2019-12-21 01:29:54.420 ERROR uart read data error:00,error len:8!!!

2019-12-20 23:06:37.833 ERROR uart read data error:00,error len:9!!!
2019-12-20 23:06:37.853 ERROR uart read data error:00,error len:6!!!

2019-12-20 15:08:10.149 ERROR min read 4!!! error,read len:4,read_data ret:00000000
2019-12-20 15:08:10.171 ERROR uart read data error:00,error len:1!!!

My interrupt acceptance method is:Accept 10 interrupt data first, and wait for other 5 data from kernel space to my program buffer the data. Then I combin this 15 data and CRC in my program.

I use RS422 for transmission, and the cable is twisted pair.I confirm that it is not caused by interference, i have check the rev data both on tx2 and pc,the data it is ok to my pc, but at the same time TX2 is error. And product that uses TK1 in the same environment is ok.

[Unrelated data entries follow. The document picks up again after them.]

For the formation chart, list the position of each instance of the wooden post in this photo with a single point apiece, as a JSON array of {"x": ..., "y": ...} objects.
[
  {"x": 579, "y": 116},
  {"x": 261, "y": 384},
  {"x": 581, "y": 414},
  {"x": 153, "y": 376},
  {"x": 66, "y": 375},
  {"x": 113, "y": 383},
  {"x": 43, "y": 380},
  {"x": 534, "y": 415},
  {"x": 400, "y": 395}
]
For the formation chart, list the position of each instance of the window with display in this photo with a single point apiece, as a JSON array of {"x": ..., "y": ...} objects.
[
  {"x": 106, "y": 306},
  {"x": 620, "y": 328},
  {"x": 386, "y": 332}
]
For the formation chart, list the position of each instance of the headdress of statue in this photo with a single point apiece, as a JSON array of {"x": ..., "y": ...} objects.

This error will appears on all TX2, not one or two.

When data goes wrong, the next two seconds will lost, it just like uart already dead.

For the error information, is it possible to see a side-by-side comparison of input line and output line? For example, if you send and receive correctly, it might show this:

TX:EF 03 03 00 01 02 0F 07 00 04 00 00 00 00 0F
RX:EF 03 03 00 01 02 0F 07 00 04 00 00 00 00 0F

The reason I ask is that I’m interested in seeing if there is bit shifting going on, or if it is a random drop or corruption (which would indicate different causes).

Would it be practical for you to temporarily try lines of all 0xFF, all 0x00, or all “0x55 0xAA”? These are somewhat easier to see shifts versus corruption if the original lines are not easy to capture.

If you have a protocol analyzer, and the TX/RX can be added side-by-side with the program’s idea of what was sent and received, then this too might help. Any number of the above tests would be of interest, depending on what is practical for you to test.

I haven’t worked much with RS-422, but do you have some sort of adapter close to the UART at both sides of the connection? I am thinking that the built in hardware will have the logical ability to work with this, but not the electrical capabilities with the longer lines and higher speeds. In particular, the UARTs which are integrated are known to need two stop bits at higher data rates (which would be true even with an adapter). Whatever description you can give of the physical wiring and any kind of adapter would be useful.

Also, the UARTs are by default 3.3V TTL level, and so if your RS-422 uses 5V, then success would be hit and miss when directly connecting without level shifting. Level shifting will in turn add jitter and latency, and could get in the way at higher speeds.

Thanks, I will use two stop bits and do more test.